I started a "Betta Poems" thread a while ago and I decided to do a a new thread.
Post the name, a photo, and some things about your betta fish, and choose if you want me to do Minecraft art, poems, or photo editing (just fading some parts and changing photo filters etc.)
I'll post a picture of Minecraft art:


----------



## BettaBoy11 (Apr 21, 2015)

I can also try drawing your betta, but I'm not very good.


----------



## scampers4010 (Apr 19, 2015)

Here, this is Sora (white and... multicolor) and Darth Bubbles (black and green). You can do whatever fits your fancy to them, they're good boys.

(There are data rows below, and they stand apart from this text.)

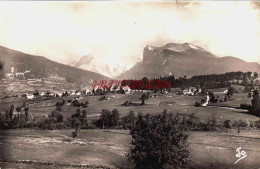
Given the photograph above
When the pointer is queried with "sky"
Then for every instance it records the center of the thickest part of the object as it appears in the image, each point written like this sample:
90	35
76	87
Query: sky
116	32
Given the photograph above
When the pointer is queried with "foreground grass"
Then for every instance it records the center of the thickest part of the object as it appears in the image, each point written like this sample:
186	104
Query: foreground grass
107	148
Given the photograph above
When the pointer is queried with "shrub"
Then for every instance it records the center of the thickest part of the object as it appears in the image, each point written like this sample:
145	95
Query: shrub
227	124
158	141
257	124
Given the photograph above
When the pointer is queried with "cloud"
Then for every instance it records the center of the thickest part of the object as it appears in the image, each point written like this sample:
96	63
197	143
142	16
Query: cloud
116	32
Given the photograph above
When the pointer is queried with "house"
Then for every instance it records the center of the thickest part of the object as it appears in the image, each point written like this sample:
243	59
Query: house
127	89
29	96
206	100
77	93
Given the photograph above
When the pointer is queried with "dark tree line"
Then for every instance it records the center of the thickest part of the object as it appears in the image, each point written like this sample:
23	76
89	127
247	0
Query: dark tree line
206	81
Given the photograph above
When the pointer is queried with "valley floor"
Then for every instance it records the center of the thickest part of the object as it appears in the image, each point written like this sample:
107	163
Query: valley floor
42	149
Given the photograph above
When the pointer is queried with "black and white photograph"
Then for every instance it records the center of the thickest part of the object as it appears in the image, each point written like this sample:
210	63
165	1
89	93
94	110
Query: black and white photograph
130	84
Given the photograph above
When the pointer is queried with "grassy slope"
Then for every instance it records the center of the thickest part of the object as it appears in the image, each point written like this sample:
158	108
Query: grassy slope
107	148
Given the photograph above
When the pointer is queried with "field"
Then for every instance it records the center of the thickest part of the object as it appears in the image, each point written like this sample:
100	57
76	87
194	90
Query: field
106	148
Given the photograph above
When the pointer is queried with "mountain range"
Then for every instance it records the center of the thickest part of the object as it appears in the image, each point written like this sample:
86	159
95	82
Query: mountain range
184	60
171	59
90	63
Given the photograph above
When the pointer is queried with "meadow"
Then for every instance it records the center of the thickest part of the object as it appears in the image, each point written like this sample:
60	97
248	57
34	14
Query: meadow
97	148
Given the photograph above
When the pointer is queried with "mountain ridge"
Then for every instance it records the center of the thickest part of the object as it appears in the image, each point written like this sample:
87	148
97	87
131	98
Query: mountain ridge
42	67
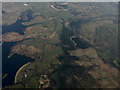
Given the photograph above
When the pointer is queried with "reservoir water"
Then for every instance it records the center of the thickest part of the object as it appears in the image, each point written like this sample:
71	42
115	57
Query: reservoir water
11	65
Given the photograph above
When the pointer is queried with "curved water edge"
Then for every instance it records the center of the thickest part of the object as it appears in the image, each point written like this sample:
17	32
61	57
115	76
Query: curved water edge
15	81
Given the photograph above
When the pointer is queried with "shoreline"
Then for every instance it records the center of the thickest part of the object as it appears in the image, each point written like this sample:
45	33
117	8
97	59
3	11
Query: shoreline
15	80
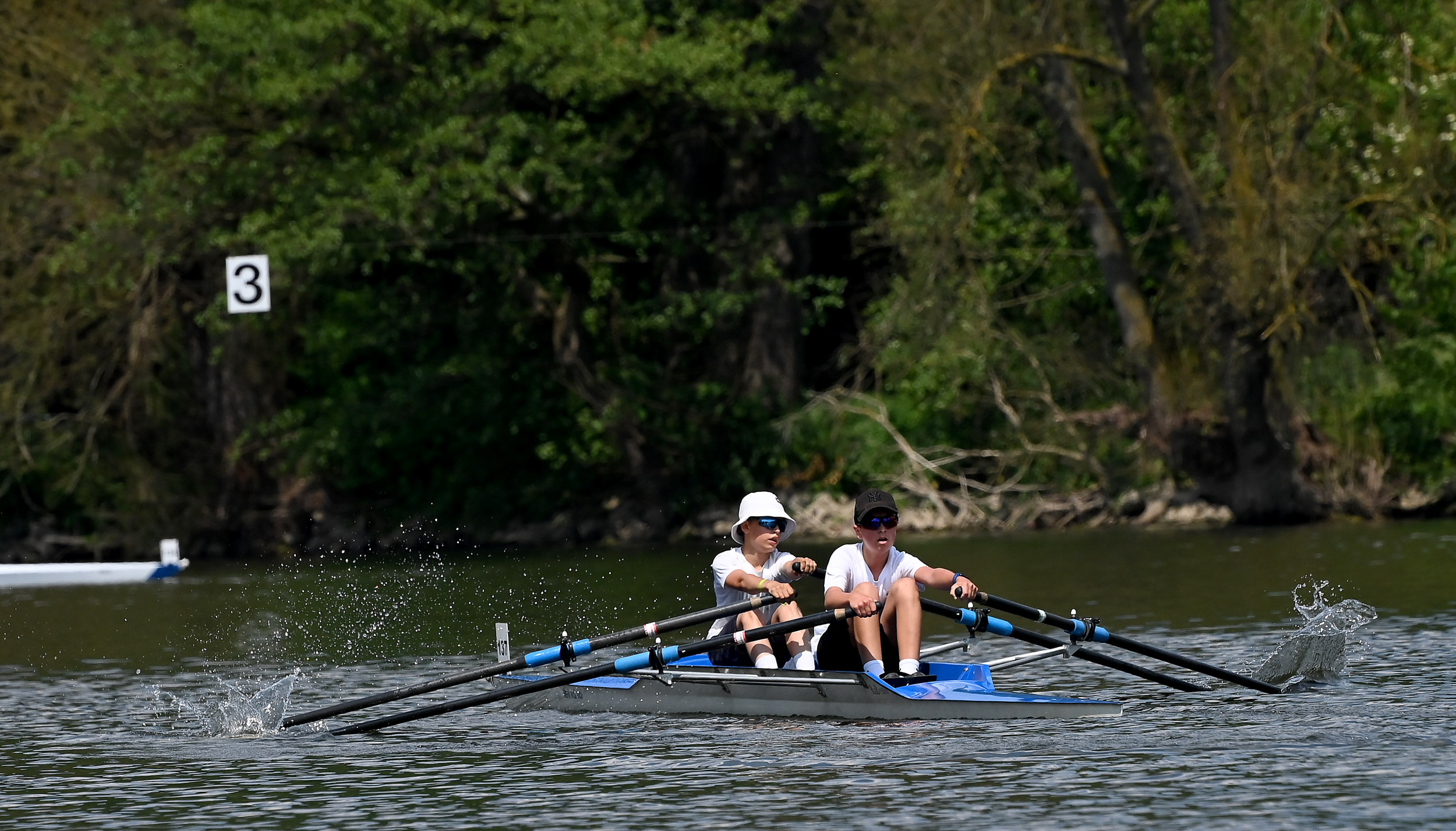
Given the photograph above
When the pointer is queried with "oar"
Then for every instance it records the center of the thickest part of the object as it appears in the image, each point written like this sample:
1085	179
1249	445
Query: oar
532	660
996	626
1098	635
656	657
982	621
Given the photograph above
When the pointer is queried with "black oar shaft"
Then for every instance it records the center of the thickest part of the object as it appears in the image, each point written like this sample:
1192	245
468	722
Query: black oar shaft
1122	642
531	660
974	618
630	664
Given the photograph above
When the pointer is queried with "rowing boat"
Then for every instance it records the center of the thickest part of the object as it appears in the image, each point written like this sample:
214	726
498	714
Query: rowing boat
25	575
697	686
682	680
28	575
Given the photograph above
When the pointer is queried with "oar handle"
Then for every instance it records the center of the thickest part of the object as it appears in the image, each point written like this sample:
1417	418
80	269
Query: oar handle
628	664
1100	635
538	658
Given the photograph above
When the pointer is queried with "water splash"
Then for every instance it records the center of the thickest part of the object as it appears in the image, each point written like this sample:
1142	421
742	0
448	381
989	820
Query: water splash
1317	654
238	712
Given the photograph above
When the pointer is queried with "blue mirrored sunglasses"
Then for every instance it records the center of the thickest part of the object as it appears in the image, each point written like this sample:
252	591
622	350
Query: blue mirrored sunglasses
875	524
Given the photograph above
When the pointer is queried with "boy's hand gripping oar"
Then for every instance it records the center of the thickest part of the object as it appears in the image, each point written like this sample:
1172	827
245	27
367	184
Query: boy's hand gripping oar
1098	635
532	660
657	657
982	621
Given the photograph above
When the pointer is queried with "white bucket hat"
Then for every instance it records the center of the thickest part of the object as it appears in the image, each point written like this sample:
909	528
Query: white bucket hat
761	503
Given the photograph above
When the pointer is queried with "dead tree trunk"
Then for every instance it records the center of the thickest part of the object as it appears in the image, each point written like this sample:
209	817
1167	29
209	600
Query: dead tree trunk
1241	463
1079	143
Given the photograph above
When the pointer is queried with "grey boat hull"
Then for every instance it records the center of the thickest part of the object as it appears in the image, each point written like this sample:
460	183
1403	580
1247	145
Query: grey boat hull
962	692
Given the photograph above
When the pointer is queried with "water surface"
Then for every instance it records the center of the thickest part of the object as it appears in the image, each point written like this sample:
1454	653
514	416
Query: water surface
115	699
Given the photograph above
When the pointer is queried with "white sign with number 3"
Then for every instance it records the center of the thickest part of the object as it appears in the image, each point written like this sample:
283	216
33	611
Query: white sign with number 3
248	285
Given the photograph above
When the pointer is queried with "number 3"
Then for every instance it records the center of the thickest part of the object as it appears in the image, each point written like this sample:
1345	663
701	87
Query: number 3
251	282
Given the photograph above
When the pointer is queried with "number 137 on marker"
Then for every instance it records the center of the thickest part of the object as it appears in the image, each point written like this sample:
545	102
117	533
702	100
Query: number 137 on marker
248	285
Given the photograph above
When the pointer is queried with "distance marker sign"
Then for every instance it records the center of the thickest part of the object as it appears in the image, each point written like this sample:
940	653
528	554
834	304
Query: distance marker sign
248	285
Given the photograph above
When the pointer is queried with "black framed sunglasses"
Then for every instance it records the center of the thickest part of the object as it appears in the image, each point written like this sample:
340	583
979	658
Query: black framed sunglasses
877	522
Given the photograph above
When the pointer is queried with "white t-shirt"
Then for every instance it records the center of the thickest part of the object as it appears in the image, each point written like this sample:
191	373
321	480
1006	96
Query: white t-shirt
848	569
775	568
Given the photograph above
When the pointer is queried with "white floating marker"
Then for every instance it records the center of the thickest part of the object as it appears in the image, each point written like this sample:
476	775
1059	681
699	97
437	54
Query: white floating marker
503	642
248	285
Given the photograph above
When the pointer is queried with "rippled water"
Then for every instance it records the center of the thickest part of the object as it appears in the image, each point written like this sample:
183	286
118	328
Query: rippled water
152	706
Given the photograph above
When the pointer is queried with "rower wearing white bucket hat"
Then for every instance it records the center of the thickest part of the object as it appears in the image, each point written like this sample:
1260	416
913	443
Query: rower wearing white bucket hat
755	568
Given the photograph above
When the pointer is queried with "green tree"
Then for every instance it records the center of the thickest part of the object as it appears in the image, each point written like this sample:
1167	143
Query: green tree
1213	200
525	256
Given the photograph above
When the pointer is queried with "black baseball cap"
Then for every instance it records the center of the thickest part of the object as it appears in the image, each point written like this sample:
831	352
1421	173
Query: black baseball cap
874	499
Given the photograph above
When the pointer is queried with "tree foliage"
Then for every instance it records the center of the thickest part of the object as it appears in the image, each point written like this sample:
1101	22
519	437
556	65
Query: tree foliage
540	257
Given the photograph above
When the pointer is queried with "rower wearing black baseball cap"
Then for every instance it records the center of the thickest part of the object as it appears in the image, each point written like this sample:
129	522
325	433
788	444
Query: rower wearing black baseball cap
863	573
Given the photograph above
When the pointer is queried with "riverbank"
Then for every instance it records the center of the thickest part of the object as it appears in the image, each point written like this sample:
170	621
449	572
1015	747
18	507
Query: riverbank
337	530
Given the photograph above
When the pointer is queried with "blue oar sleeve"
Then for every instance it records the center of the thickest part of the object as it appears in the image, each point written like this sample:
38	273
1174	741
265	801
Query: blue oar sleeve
554	654
995	626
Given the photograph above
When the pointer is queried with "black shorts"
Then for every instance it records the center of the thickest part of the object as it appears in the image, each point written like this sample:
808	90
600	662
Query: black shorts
737	654
837	649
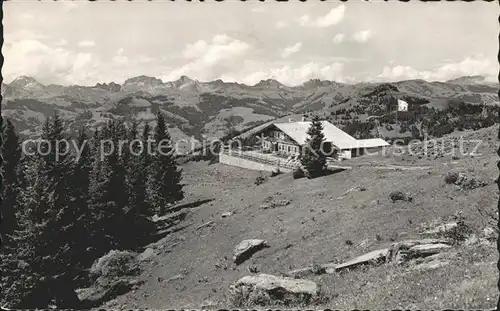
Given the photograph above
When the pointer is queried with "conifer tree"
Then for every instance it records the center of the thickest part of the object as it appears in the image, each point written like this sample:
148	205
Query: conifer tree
78	201
11	153
166	183
313	158
138	172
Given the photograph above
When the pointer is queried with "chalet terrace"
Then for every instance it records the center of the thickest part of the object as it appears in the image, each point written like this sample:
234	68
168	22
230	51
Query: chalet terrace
280	144
289	138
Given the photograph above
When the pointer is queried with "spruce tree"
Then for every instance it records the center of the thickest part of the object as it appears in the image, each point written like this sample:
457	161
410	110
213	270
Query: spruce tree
313	158
78	202
11	153
166	185
138	173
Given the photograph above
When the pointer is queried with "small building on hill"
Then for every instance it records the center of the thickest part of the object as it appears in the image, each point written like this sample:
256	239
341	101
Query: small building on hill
289	138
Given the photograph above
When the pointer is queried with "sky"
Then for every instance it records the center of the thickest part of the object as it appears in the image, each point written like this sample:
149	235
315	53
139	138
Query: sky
79	42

Sora is a troublemaker and an escape artist. 

Darth is like a little puppy dog, eagerly swimming back and forth whenever he sees me or food.


----------



## BettaBoy11 (Apr 21, 2015)

Here is an edited photo of DARTH BUBBLES. I tried to make Sora jumping over the divider on Minecraft but the jumping look didn't work out so I'll try a poem instead, but it isn't ready yet.
Anyway here is DARTH BUBBLES:


----------



## scampers4010 (Apr 19, 2015)

He looks scary o.o
As a Sith should, awesome job :3


----------



## BettaBoy11 (Apr 21, 2015)

Sorry, the poem on Sora will be late.


----------